Risk management and compliance functions need to evolve. They need to engage with the business, anticipate how technology could/will be used, understand potential implementation timelines, conduct more research and define policies and/or guidance where necessary.
Fundamentally, risk and compliance functions need to get to a point where the business is looking to engage with them because they value their advice. If leaders of digitalisation initiatives believe that the second line will guide them effectively on how to embrace technologies in a risk-managed way and not create barriers, they will consult. It is essential that the second line is seen as empowering and guiding, not blocking.

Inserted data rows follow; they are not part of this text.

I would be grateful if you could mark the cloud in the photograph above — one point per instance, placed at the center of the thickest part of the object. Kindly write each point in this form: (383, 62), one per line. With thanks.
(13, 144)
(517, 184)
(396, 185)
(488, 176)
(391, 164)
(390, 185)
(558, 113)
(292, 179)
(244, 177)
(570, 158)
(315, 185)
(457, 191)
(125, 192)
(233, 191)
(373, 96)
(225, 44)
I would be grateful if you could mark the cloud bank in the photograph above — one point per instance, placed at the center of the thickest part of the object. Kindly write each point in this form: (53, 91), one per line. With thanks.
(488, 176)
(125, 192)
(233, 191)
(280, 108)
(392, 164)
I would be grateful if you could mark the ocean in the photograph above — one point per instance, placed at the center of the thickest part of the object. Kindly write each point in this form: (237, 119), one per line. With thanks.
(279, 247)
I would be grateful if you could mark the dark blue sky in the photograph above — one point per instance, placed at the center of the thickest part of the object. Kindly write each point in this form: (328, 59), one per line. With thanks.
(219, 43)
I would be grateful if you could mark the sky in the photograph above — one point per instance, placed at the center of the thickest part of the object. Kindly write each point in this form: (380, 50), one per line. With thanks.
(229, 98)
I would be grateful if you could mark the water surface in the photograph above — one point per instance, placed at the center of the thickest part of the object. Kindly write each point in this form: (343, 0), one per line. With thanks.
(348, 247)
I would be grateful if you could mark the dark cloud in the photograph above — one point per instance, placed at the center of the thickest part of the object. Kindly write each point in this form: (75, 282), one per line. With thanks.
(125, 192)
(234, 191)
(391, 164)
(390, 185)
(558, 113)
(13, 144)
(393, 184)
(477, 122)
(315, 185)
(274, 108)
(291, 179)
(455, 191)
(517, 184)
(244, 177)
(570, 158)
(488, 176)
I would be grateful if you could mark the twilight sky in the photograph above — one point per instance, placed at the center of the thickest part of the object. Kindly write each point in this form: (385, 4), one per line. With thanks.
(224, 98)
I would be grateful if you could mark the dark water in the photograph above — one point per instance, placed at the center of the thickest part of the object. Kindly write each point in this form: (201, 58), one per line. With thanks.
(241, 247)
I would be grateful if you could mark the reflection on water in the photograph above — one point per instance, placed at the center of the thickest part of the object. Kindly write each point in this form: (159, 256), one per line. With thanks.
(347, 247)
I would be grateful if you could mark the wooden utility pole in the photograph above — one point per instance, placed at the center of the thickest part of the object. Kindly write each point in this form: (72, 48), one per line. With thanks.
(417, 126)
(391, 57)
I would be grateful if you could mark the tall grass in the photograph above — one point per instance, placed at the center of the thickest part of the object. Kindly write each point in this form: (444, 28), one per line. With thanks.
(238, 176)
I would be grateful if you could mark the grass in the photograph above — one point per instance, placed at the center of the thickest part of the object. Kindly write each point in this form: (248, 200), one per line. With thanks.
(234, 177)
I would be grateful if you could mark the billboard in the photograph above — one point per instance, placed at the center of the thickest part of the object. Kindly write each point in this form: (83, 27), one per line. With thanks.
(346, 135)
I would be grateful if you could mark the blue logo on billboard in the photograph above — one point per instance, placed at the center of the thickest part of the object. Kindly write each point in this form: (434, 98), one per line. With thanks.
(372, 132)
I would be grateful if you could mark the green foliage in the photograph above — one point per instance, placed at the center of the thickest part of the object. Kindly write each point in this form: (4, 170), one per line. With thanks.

In summary, they need to redefine the rules of engagement and advise the business how to do something rather than provide many reasons why it should not.
How Protiviti Can Help
Protiviti has developed a digitalisation/digital transformation framework that provides a high-level overview of how we help our clients fulfil their goals and objectives. In the graphic below, the vertical columns represent the problems that we are seeking to help our clients to solve; the horizontal bars explain how we help.
Protiviti is working with the leaders of risk and compliance functions to help them transform and become more forward-looking and prepared for the opportunities and challenges a digital future holds. These include :
- Educating risk and compliance functions on the latest technological trends
- Providing training on risks and controls within the digital arena
- Providing guidance on how to manage the digital risks and promote business innovation
- Helping organisations ensure that policies are fit for purpose in the digital age and not inadvertently stifling innovation
- Advising on how to transform into a digital function that proactively collaborates with the business
- Helping with their digital strategy and forming an opinion on the latest trends
Digitalisation provides an opportunity for risk and compliance functions to engage with the right people and help their organisation embrace digitalisation in all its technological guises to face the future with confidence. It also provides the second line functions with opportunities to embrace these emerging technologies to improve performance and to manage escalating costs. These opportunities should also not be overlooked.